Öldepot Brest: Handwerker im öffentlichen Bau setzen Blockade Öldepot Brest: Handwerker im öffentlichen Bau setzen Blockade

Öldepot Brest: Handwerker im öffentlichen Bau setzen Blockade


Die Fahrer von Baufahrzeugen widersetzen sich der Dieselsteuer. Gemäß Aussagen des Präsidenten der Nationalen Kammer der Bauarbeiter und Landschaftsgestalter (CNATP) des Finistère, Stéphane Jézéquel, soll auch für sie die Dieselsteuer ausgesetzt werden, wie es bei den Landwirten der Fall ist. Eine Dreißig-köpfige Gruppe, ausgestattet mit Baumaschinen, startete ihren Protest bereits um sieben Uhr morgens vor dem Brest Öldepot und blockierten gebietsweise dessen Hauptzugang. Zwar ließen sie einen anderen Zugang offen, was es dem Depot gestattete, trotz des Protests noch eingeschränkt zu funktionieren, jedoch gelang es keinem Lastkraftwagen hinein zu fahren.

Schon seit einigen Tagen formierte sich eine Schlange an Tanklastwagen vor dem Brest Öldepot, da das Depot in Lorient (Morbihan) von anderen Demonstranten bereits am 25. Januar blockiert worden war. CNATP-Präsident für das Morbihan, Norbert Guillou, stellt klar, dass sie erst dann weichen werden, sobald sie die gewünschte schriftliche Antwort vom Finanzministerium erhalten haben. Er berichtet, dass das Ministerium für Wirtschaft mündlich zugesichert hat, auch den Bauarbeitern die gleichen Ausnahmen von der Dieselsteuer zu gewähren, wie sie zuvor den Landwirten zugestanden wurden.

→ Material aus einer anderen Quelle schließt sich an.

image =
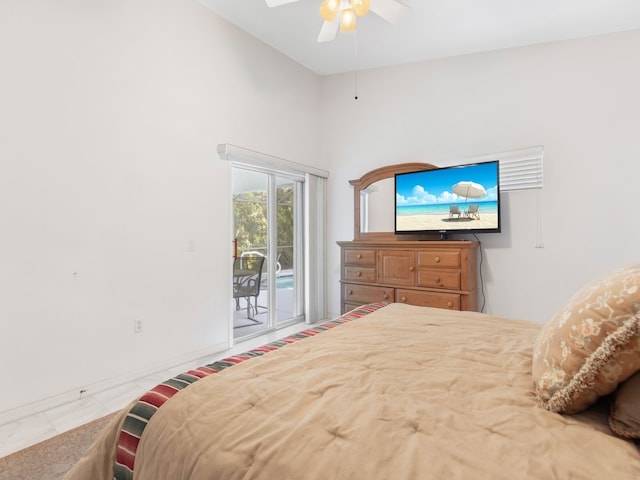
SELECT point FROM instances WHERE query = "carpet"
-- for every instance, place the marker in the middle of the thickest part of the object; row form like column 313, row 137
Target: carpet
column 53, row 458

Diese mündliche Zusage liegt nun schon eine Woche zurück und die Demonstranten warten immer noch auf eine schriftliche Bestätigung, so Guillou. Unter den Protestierenden in Lorient waren deshalb auch etliche Landwirte, die ihre Solidarität zeigten.

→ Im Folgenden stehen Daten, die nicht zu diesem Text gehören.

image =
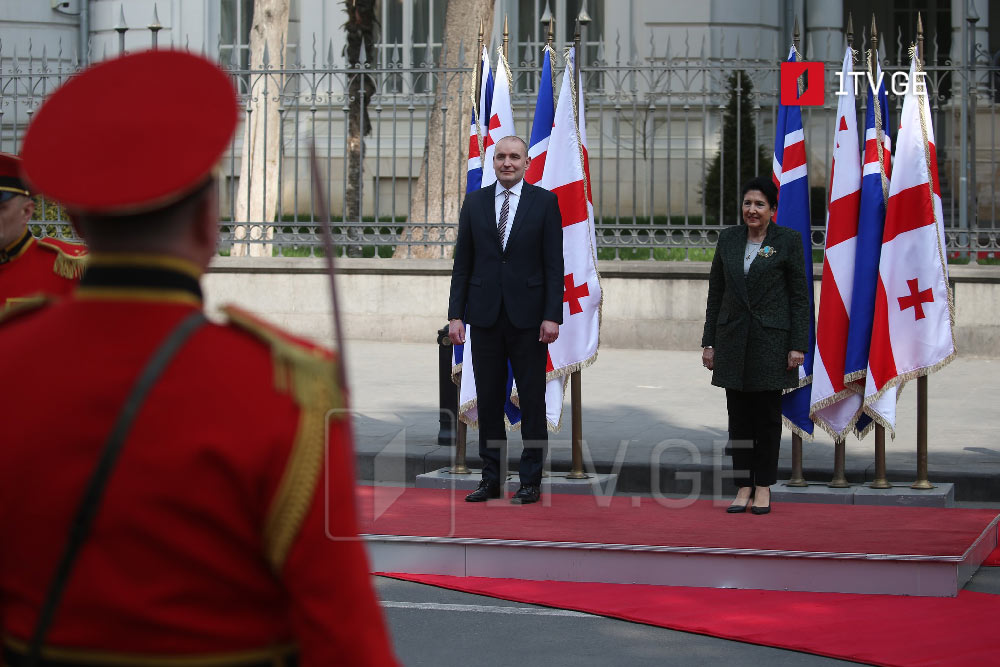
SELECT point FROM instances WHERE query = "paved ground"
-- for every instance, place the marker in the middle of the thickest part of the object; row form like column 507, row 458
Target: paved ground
column 655, row 416
column 439, row 627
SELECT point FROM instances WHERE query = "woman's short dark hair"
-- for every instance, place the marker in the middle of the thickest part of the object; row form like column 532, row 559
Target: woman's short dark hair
column 765, row 186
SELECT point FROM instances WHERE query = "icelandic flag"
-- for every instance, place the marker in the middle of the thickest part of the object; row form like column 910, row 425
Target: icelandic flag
column 541, row 125
column 485, row 99
column 912, row 327
column 501, row 118
column 834, row 407
column 871, row 220
column 792, row 179
column 474, row 172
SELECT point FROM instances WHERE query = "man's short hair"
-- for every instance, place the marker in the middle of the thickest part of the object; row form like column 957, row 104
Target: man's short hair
column 514, row 136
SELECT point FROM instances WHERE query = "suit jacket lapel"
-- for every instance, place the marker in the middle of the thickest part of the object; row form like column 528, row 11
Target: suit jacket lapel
column 527, row 194
column 490, row 213
column 733, row 259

Laut einer Meldung der Zeitung Le Télégramme hat die Blockade des Lorient Depots noch nicht zu nennenswerten Versorgungsengpässen geführt. Allerdings hat sie den Depotbetrieb enorm gebremst und führt zu einem geschätzten Tagesverlust von ca. 15 000 Euro. Ende Januar äußerte sich die Unternehmervereinigung der Bauhandwerker (Capeb) kritisch zu Plänen, dass die schrittweise Erhöhung der Dieselsteuer im Jahr 2023 ausschließlich auf Kosten der Bauunternehmen gehen soll. Gerade vor dem Hintergrund, dass es für diese Unternehmen so gut wie keine alternativen Baumaschinen gibt, die nicht mit Diesel betrieben werden.